While in Nature I improvise with various elements of the landscape: water, color, mountains, sounds, rock, mud, grass, heat, roots, wind, empty space. It is a somatic approach to creativity and art.

A few things have emerged from these investigations:

Improvisation is a Somatic Experience

The body is a landscape and the landscape is a body.

For me, improvisation is about merging with the qualities of Nature, rather than the objects of Nature. It’s the flow, movement, density and textures that pass back and forth between us. Through improvisation I try to embody these qualities… her arcing, sparkling, darting, expansive qualities. And it goes the other way too. Sometimes I turn inwards, towards my somatic felt senses and notice how I feel in relation to the smells, the soil, the empty space. This leads to improvisational connections as well. To me, these inner felt senses and nature’s outwardly expressed qualities are the same. We are the same inside and out.

Improvisation Animates

The land is an aware and active canvas on which to create movement art.
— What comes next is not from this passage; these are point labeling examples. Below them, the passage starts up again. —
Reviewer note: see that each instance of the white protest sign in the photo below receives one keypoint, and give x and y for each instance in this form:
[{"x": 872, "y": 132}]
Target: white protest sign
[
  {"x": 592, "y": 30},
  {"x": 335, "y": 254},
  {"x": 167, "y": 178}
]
During improvisation, Nature animates. She comes to life in the creative moment. This happens when we are in relation, in a creative relationship. The creative choices we make during the improvisation feels like a co-emerging process. During these moments of creativity, the landscape seems to toss, unravel, support and express independently, like an improvisational partner. Landscape and I… always a duet, at least a duet.
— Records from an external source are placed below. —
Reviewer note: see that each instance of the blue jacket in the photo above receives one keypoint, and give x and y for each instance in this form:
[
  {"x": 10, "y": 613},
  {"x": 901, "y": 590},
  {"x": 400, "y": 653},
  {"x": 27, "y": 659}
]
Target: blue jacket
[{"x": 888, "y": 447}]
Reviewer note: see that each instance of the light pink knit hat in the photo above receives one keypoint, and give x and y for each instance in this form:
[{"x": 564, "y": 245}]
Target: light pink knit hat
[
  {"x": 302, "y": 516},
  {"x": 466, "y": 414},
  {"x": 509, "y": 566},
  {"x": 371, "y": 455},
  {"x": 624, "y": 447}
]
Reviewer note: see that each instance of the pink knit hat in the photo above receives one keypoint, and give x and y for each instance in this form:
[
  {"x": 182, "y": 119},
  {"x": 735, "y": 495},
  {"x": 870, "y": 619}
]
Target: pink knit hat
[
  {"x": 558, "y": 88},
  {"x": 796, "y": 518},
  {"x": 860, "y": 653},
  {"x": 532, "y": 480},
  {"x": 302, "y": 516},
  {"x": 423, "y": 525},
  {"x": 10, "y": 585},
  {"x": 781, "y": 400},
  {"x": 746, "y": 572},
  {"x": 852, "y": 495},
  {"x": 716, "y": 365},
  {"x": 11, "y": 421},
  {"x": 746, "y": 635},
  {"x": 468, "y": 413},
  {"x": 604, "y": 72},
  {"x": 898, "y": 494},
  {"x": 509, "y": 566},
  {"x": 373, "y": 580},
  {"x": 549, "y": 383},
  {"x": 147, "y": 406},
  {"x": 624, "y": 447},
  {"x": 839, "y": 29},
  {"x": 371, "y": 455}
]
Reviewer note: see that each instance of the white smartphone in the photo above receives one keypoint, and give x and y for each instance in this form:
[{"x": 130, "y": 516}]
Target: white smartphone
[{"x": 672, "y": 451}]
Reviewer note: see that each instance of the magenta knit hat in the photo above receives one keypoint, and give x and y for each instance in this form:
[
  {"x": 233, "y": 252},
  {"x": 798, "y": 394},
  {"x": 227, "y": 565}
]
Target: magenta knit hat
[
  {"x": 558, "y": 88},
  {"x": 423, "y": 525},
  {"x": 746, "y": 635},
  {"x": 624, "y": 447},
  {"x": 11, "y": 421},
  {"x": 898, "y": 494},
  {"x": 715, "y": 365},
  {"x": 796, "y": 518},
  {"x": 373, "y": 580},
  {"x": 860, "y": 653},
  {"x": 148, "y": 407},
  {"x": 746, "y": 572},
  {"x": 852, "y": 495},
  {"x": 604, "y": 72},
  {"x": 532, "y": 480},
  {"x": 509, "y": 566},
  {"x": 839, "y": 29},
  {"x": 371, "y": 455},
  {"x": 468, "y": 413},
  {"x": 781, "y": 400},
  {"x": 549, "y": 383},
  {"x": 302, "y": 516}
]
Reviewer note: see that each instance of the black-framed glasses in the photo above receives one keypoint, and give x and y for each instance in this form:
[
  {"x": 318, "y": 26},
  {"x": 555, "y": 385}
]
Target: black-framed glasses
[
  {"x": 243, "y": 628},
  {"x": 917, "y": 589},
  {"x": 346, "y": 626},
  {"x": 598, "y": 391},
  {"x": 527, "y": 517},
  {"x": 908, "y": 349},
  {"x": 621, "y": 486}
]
Improvisation is a Process of Finding through Imagination

The process of improvisation with the landscape is more about finding aesthetic moments as opposed to creating them. These artistic moments, for me, seem hidden or veiled. It is something Nature and I find together. We uncover them. We wait for them to be revealed.
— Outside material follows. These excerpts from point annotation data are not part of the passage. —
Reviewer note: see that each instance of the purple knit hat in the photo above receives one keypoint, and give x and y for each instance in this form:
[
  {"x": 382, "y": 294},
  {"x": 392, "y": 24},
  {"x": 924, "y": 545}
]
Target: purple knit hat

One of the most important ways these moments are revealed is through the imagination, between I and the landscape. By imagination I mean a creative consciousness that is beyond thinking, doing, using, or even being. Imagination is an innate capacity in all things to transcend and express meaning. This meaning, is more of a non-specific meaning, a meaning such as presence or sacredness, beauty or individuality.

Improvisation Reveals Place

“The only mythology that is valid today is the mythology of the planet – and we don’t have such a mythology… Myths must be kept alive. The people who can keep them alive are artists. The function of the artist is the mythologizing of the environment and the world.” Joseph Campbell

When improvising in wildness, theses aesthetic moments can begin to have a sense of story of place. Or even myth. There is a necessity of expression emerging from place. From this particular place. The expression, to me, does not feel like an ancient indigenous myth or fairy tale. It doesn’t feel narrative. It feels new. More like a process of emerging-myths expressing themselves as movements, as images, as sounds. Between human and wildness. These aesthetic moments in improvisation do offer one way of capturing mythic moments. Human and Earth.

Improvisation and Somatic Meditations

A deepening of meditative experience, is a deepening of aesthetic experience.

The somatic meditative or mindful experiences I encounter in Nature are very important in developing, deepening, and creating nuance in how I improvise with the land. Aesthetic experiences are very much linked to a state of mind. They are an opening into the unknown. They are a layering of the senses. They bring the imagination into the reality of experience.

Some of the somatic meditative experiences encountered in Nature:

the nuance of distance between the extremes of near and far revealing itself in the open tundra

silence experienced not as the absence of sound but as a landscape of feelings

an internal experience of natural objects morphing while drifting in a canoe on the swamp

the subtle differences between ‘walking’ and ‘wandering’, between ‘here’ and ‘place’

how boredom mysteriously leads to insight and freedom

These somatic mindful experiences, to me, are an integral part of the creative process. They reveal the wildness, the vitality, and the mystery of the connection between human and landscape.